Com a anexação da Áustria por Hitler em 1938 passaram todos a circular pela direita, o que veio posteriormente a acontecer também no resto dos países do ex-Império Áustro-Húngaro (Checoslováquia e Hungria) mal foram invadidos, e que se tinham mantido à esquerda.
No pós-guerra, com a emergência da indústria automóvel, especialmente da americana, que construia os carros com volante à esquerda, muitos países passaram a circular pela direita devido à importação vinda da América do Norte.
O Paquistão, ex-colónia inglesa, pensou em mudar a circulação para a direita, mas desistiu disso por uma razão curiosa, que faz lembrar um pouco o ditado do burro velho que não aprende caminho: as caravanas de camelos, muito comuns naquele país até hoje em dia, viajavam dia e noite, e, quando andavam de noite, os guiadores iam frequentemente a dormitar. Como não foi possível ensinar o novo truque da circulação pela direita aos camelos mais velhos, ficou-se pela esquerda.
O único domínio inglês a conduzir pela direita, é Gibraltar.
A Suécia foi o último país do continente europeu a mudar, quando, já bem depois do fim da Guerra, e com o crescimento do parque automóvel, se começaram a suceder os acidentes nas zonas fronteiriças, que em grande parte não eram assinaladas nem tinham guardas, o que fazia as pessoas passarem, se darem por isso, a andar ao contrário. Fez-se um referendo em 1955, e, apesar de a esmagadora maioria da população ter votado contra a mudança (mais de 80%!), em 1963 passou-se uma lei a ordená-la, passando a Suécia a conduzir pela direita quatro anos mais tarde. A Islândia seguiu-se um ano depois.
Nos anos 60, até a Inglaterra brincou com a ideia de mudar, mas os conservadores conseguiram manter a sua tradição.

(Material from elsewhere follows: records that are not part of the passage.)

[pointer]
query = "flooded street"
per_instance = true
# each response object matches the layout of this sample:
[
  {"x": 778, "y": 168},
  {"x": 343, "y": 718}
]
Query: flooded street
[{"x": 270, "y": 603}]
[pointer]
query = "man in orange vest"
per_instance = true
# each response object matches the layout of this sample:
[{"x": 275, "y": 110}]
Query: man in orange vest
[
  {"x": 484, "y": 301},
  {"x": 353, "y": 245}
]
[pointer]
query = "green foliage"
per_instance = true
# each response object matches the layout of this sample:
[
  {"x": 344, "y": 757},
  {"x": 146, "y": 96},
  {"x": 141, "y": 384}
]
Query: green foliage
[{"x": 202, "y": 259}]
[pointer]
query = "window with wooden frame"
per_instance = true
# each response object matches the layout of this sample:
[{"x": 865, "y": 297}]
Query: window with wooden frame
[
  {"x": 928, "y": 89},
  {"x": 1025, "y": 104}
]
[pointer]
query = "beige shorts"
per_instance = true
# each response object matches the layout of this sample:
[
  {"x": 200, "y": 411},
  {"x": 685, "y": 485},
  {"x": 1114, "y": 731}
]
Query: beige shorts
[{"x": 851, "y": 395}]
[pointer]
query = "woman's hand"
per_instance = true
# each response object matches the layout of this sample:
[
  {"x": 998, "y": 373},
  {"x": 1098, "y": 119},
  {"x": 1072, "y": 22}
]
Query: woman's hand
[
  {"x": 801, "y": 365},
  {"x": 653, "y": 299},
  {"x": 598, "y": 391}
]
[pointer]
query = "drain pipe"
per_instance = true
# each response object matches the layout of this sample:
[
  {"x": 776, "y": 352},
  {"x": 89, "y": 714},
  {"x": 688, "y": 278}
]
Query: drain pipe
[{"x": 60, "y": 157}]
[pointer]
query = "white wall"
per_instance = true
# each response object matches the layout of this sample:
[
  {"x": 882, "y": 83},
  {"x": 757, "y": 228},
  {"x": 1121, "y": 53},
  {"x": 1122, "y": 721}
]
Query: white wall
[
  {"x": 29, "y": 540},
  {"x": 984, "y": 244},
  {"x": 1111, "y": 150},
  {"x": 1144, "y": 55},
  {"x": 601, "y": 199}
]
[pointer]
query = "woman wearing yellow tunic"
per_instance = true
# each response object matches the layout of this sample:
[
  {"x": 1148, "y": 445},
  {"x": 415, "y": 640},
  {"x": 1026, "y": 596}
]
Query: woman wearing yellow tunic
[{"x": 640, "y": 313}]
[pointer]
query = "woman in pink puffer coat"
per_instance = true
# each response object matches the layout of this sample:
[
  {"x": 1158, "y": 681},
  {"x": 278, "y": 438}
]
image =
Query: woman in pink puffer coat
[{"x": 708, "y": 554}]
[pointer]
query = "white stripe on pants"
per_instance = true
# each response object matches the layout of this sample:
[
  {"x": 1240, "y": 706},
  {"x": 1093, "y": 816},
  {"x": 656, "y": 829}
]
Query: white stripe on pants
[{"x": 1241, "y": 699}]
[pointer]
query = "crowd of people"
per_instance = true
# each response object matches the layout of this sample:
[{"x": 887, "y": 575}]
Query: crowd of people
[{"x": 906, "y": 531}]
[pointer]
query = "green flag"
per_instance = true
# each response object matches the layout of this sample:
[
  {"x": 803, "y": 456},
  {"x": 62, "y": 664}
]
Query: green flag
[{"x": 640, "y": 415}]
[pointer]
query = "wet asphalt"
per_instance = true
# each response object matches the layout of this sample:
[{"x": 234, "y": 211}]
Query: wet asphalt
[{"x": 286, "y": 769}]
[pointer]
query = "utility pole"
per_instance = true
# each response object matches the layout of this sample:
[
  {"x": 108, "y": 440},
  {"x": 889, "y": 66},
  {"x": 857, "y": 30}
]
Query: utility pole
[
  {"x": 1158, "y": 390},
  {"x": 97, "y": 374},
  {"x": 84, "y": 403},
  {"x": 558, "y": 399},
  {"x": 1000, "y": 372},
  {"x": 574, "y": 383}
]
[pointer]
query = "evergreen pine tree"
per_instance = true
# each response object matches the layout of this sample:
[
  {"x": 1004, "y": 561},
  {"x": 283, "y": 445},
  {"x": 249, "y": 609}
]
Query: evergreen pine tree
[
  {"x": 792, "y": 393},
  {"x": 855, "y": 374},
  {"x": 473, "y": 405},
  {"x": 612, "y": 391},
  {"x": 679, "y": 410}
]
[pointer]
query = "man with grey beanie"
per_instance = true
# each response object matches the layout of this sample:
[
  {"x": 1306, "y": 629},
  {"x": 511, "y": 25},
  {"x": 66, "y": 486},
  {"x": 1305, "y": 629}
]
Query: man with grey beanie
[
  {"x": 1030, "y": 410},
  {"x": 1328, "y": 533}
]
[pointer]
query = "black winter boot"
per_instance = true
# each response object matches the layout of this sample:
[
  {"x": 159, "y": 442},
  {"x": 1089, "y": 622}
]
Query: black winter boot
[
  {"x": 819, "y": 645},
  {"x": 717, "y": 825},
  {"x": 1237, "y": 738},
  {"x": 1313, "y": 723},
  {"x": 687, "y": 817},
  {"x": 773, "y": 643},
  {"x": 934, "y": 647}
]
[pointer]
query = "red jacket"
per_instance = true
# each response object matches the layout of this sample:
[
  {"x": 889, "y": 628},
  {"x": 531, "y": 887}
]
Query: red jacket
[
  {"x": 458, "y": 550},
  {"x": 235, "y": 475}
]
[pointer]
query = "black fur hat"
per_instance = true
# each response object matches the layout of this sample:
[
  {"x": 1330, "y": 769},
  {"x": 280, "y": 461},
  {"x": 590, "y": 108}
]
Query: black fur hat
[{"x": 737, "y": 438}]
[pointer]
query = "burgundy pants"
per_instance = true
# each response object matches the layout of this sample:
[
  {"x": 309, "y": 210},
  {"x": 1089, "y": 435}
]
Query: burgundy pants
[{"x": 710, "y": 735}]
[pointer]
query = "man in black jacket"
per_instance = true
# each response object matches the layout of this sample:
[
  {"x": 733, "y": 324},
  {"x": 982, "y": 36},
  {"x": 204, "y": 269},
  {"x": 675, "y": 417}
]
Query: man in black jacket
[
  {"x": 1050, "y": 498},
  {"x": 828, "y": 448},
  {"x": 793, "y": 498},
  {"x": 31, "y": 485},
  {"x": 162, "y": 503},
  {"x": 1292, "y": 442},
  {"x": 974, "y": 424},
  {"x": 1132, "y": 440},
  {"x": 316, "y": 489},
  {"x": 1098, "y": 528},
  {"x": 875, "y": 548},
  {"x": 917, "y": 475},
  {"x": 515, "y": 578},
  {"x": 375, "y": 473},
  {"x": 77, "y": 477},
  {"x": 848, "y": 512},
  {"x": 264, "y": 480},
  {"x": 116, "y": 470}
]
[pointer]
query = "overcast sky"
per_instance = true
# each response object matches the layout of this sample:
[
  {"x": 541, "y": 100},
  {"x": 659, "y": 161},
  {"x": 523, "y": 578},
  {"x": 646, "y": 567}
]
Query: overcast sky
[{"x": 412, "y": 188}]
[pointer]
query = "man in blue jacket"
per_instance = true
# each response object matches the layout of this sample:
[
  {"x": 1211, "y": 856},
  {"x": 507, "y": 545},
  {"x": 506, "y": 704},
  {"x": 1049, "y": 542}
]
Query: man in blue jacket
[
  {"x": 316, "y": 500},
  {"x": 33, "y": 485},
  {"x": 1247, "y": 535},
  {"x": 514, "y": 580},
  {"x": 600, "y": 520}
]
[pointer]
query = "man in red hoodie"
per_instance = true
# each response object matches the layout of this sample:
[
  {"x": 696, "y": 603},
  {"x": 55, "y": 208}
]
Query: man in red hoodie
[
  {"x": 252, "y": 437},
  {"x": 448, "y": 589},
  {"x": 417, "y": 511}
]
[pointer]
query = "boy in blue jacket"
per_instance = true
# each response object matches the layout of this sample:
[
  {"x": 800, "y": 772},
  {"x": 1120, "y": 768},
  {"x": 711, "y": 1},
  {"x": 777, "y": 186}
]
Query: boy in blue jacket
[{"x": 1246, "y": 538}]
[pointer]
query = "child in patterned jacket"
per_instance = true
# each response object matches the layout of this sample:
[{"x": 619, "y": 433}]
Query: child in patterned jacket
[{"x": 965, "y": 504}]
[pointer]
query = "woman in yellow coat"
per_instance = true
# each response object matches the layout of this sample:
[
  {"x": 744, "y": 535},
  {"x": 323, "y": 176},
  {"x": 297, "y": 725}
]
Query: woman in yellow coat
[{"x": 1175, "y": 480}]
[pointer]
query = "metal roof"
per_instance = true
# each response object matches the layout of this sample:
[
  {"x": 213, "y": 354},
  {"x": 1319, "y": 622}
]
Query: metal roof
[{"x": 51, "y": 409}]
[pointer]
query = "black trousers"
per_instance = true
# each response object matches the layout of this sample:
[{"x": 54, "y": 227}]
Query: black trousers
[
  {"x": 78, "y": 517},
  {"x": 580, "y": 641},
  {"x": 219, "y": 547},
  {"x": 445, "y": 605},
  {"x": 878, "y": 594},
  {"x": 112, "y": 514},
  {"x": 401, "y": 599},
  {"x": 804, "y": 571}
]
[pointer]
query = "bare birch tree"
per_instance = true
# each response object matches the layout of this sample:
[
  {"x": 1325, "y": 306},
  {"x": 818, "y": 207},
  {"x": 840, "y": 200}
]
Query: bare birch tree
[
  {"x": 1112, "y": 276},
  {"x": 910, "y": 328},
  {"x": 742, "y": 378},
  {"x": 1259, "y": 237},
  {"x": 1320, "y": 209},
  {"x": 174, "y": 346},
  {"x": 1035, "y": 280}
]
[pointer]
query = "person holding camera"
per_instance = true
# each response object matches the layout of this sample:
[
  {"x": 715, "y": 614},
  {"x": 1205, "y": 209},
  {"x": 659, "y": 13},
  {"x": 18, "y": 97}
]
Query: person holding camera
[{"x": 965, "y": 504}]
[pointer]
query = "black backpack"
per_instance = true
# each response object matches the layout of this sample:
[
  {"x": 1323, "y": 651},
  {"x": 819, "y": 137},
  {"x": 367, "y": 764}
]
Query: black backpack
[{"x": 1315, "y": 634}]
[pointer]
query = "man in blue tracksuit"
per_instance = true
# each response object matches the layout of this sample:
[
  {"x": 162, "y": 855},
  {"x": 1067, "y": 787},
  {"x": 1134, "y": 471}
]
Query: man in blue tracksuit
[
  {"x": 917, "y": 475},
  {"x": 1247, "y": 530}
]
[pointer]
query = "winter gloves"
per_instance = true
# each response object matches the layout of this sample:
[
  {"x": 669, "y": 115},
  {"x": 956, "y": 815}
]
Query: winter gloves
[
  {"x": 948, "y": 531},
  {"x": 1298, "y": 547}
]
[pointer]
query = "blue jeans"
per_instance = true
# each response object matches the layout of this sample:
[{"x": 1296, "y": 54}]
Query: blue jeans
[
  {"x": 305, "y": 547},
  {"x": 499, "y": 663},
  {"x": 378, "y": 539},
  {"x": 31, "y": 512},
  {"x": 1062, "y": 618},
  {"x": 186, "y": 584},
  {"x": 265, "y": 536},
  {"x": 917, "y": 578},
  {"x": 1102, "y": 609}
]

Outro argumento, a roçar a teoria da conspiração, é os ingleses terem mantido a circulação à esquerda, por razões economico-estratégicas: como tinham uma indústria automóvel (ainda) florescente, e para a proteger das investidas estrangeiras, continuaram a circular pela esquerda. Como construiam naturalmente carros com volante à direita, os carros deles ficavam mais baratos do que os dos outros construtores, que tinham de mudar propositadamente os volantes da esquerda para a direita. Como em boa parte do Commonwealth se conduz à esquerda, e a maioria dele ser constituido por países com pouca indústria automóvel (salvo a Austrália), isto até lhes garantia uma mercado de exportação. Facto é que a General Motors mantém em Inglaterra uma das suas maiores fábricas, a Vauxhall, exclusivamente para fabricar carros preparados para a condução pela esquerda.
Na Europa, hoje em dia, só se circula pela esquerda em quatro países: no Reino Unido, na Irlanda, em Chipre e em Malta.
Curiosamente, os pedais nunca são invertidos. A sequência é sempre, independentemente do lado do volante do carro, acelerador-travão-embraiagem, da direita para a esquerda. Esta convenção foi acordada, para evitar uma excessiva reeducação dos condutores "continentais" que aluguem um carro em Inglaterra, p.ex. E, como as transmissões dos carros são sempre as mesmas, por razões de custos, a disposição das mudanças é igual, ou seja: se num carro de volante à esquerda a marcha-atrás é para trás á direita, no mesmo carro, mas de volante à direita sê-lá-a á direita para trás.
Uma curiosidade vinda do Japão: apesar de conduzirem pela esquerda, é considerado sinal de riqueza a condução de carros ocidentais com volante à esquerda. Importar um Mercedes da Europa, não só é ser dono do "artigo genuíno", sem alterações, como é substancialmente mais caro do que comprar o Mercedes "japonês". Fino, portanto.
A maioria do paleio daqui, foi lido no
Worldstandards e na
Wikipedia. A teoria da conspiração sobre a indústria automóvel inglesa é da minha safra, mas não disputo que não haja por aí alguém tão retorcido como eu.
E pronto. Mais um testamento.
Ficaste esclarecida? Eu, em contrapartida, fiquei a saber mais uma coisa do rol das temáticas para mesas de casamentos nas quais não se conhece ninguém.